- The Washington Times - Monday, June 26, 2006

The U.S. population is on target to hit 300 million this fall, and it’s a good bet the milestone baby — or immigrant — will be Hispanic.

No one will know for sure because the date and time will be just an estimate. But Hispanics — immigrants and those born in this country — are driving America’s population growth. They accounted for almost half the increase last year, more than any other ethnic or racial group. White non-Hispanics, who make up about two-thirds of the population, accounted for less than 20 percent of the increase.

When the population reached 200 million in 1967, there was no accurate tally of U.S. Hispanics, but most people in the U.S. did not have any Hispanic neighbors in the 1960s. The baby boom had just ended in 1964, and the country was growing through birth rates, not immigration, said Howard Hogan, the Census Bureau’s associate director for demographic programs.

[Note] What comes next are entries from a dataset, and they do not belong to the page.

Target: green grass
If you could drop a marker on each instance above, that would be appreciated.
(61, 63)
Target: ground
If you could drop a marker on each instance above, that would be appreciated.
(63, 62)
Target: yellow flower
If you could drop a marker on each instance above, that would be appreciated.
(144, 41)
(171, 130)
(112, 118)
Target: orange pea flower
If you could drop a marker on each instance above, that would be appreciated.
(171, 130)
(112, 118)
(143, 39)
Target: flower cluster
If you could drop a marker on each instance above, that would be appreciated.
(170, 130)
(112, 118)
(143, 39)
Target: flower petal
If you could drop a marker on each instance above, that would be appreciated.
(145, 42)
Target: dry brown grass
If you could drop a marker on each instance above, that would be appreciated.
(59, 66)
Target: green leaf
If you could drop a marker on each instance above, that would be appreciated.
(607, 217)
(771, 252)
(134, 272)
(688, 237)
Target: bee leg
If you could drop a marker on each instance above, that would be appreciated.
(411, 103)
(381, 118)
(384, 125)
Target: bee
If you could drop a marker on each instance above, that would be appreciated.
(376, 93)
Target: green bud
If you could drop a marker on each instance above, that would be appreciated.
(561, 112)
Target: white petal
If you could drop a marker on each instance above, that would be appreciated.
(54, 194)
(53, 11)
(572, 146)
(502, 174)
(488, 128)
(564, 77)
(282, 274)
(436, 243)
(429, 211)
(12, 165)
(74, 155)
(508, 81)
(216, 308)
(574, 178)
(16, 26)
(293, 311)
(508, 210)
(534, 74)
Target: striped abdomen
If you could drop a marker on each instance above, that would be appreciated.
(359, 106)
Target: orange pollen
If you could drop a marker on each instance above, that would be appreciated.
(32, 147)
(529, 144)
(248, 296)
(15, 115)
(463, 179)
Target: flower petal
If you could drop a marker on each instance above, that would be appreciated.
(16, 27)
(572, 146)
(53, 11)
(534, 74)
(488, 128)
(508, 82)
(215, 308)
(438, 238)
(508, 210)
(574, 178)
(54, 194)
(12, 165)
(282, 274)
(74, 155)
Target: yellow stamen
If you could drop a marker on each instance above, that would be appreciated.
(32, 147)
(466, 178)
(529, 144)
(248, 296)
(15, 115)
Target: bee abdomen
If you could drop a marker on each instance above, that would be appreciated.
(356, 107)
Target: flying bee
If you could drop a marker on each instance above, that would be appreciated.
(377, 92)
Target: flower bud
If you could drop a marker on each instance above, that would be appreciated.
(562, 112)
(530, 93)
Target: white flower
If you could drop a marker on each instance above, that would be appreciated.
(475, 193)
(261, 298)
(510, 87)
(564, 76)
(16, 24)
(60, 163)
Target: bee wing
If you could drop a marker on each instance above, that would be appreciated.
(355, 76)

In 1967, there were fewer than 10 million people in the United States who were born in other countries. Today, there are 36 million immigrants, about one in eight.

Non-Hispanic whites, who made up about 83 percent of the population in 1967, now account for about 67 percent.

As of midday yesterday, there were 299,061,199 people in the United States, according to the Census Bureau’s population clock. The estimate is based on annual numbers for births, deaths and immigration, averaged throughout the year.

The United States adds a person every 11 seconds, according to the clock. A baby is born every eight seconds, someone dies every 13 seconds, and someone migrates here every 30 seconds.

At that rate, the 300 millionth person in the United States will be born — or will cross the border — in October, although bureau officials are wary of committing to a particular month because of the subjective nature of the clock.

Hispanics surpassed blacks as the largest minority group in 2001 and today make up more than 14 percent of the population.

The United States added 2.8 million people last year — a little more than a million from immigration and about 1.7 million because births outnumbered deaths.

By the time the U.S. population hits 400 million — in the 2040s — white non-Hispanics will be but a bare majority. Hispanics are projected to make up close to one-quarter of the population, and blacks more than 14 percent. Asians will increase their share of the population to more than 7 percent.

Those percentages, however, are just projections. They are subject to big revisions, depending on immigration policy, cultural changes and natural or manmade disasters.

“In terms of projecting out a year or two, we’re not too bad,” said Mr. Hogan. “In 2043, I don’t think anybody here would think they are particularly accurate.”